Wednesday, September 05, 2012

Tuning up an NA-666

The Nagoya VHF/UHF antennas made in China and available from sellers like 409Shop are popular and cheap, but I think they leave a lot to be desired in the quality control department.

A couple of years ago I bought a Nagoya NA-666 with a regular male SMA connector for use with my Kenwood and Yaesu rigs. I was impressed with the performance of this antenna, and with the fact that it achieved a true 1:1 SWR at bang on 145MHz.

So when I ordered another antenna of the same model but with a BNC connector to work with all my HTs (which have now all been fitted, where needed, with SMA to BNC adapters) I was surprised to find that its performance was a disappointment.

I am well aware of the existence of fake antennas on eBay and have bought more than my fair share of them, but this looked to all intents and purposes to be a genuine Nagoya (silver on black label on the base and a serial numbered Nagoya hologram on the pack.) It had been purchased from 409Shop, a reputable seller. However, when tested on my RigExpert AA-200 antenna analyzer the nice sharp SWR curve dipped to a minimum at 135MHz - 10MHz too low. The SWR at 145MHz was off the scale. Ho hum.
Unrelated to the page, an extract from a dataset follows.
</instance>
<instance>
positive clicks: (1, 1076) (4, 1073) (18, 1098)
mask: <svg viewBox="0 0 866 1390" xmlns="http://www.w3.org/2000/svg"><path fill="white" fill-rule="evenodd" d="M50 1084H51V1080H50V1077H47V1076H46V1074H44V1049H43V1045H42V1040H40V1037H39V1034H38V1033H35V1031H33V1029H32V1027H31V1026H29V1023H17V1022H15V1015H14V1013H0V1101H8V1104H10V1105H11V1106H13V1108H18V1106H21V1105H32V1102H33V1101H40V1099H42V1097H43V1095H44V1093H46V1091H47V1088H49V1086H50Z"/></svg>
As any ham knows, if an antenna tunes too low in frequency the solution is to cut bits off. After a bit of a struggle the rubber end cap came off and I gingerly pruned about a tenth of an inch . The antenna analyzer showed the minimum SWR point had moved up 1MHz. So I carried on with the cycle of cut, test, cut, test until I had achieved a much more reasonable SWR at 145MHz.
Final SWR curve of the shortened antenna

As I approached 145MHz the antenna was now quite noticeably shorter and I was concerned that I may have passed the point at which the improvement due to a better match was counteracted by the reduced size of the radiating element. I may have passed that point but it is very difficult to make reliable and repeatable field strength measurements. Therefore I didn't make the final cut which would have brought the SWR (shown above) to 1.0:1 at exactly 145MHz.
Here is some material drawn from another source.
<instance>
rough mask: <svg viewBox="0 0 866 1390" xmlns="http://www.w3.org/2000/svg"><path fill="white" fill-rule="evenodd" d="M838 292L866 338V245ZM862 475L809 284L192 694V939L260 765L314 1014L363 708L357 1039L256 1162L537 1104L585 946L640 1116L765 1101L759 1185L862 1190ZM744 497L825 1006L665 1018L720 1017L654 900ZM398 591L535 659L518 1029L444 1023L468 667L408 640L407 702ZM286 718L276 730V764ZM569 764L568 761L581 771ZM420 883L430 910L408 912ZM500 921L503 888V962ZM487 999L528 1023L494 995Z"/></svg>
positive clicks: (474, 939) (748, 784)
Field strength measurements and on-air tests led me to the conclusion that the 7-inch shortened NA-666 performed 2-3dB better than my 8.5 inch long NA-701. It beat all the stock rubber ducks by another 2 or 3 dB. The only antennas that outperformed it were a quarter wave telescopic (19 in long) an even longer Nagoya NA-767, a nicely made but unbranded "RH-770" and a "Diamond" RH-205 5/8 wave telescopic, all of which are really too long and cumbersome to use with a small radio like the Baofeng.

Using the shortened NA-666 I have had solid simplex contacts with 5 and 9 reports over distances of several miles and can even access a repeater 50 miles away from inside the shack. So I'm pretty pleased with the result.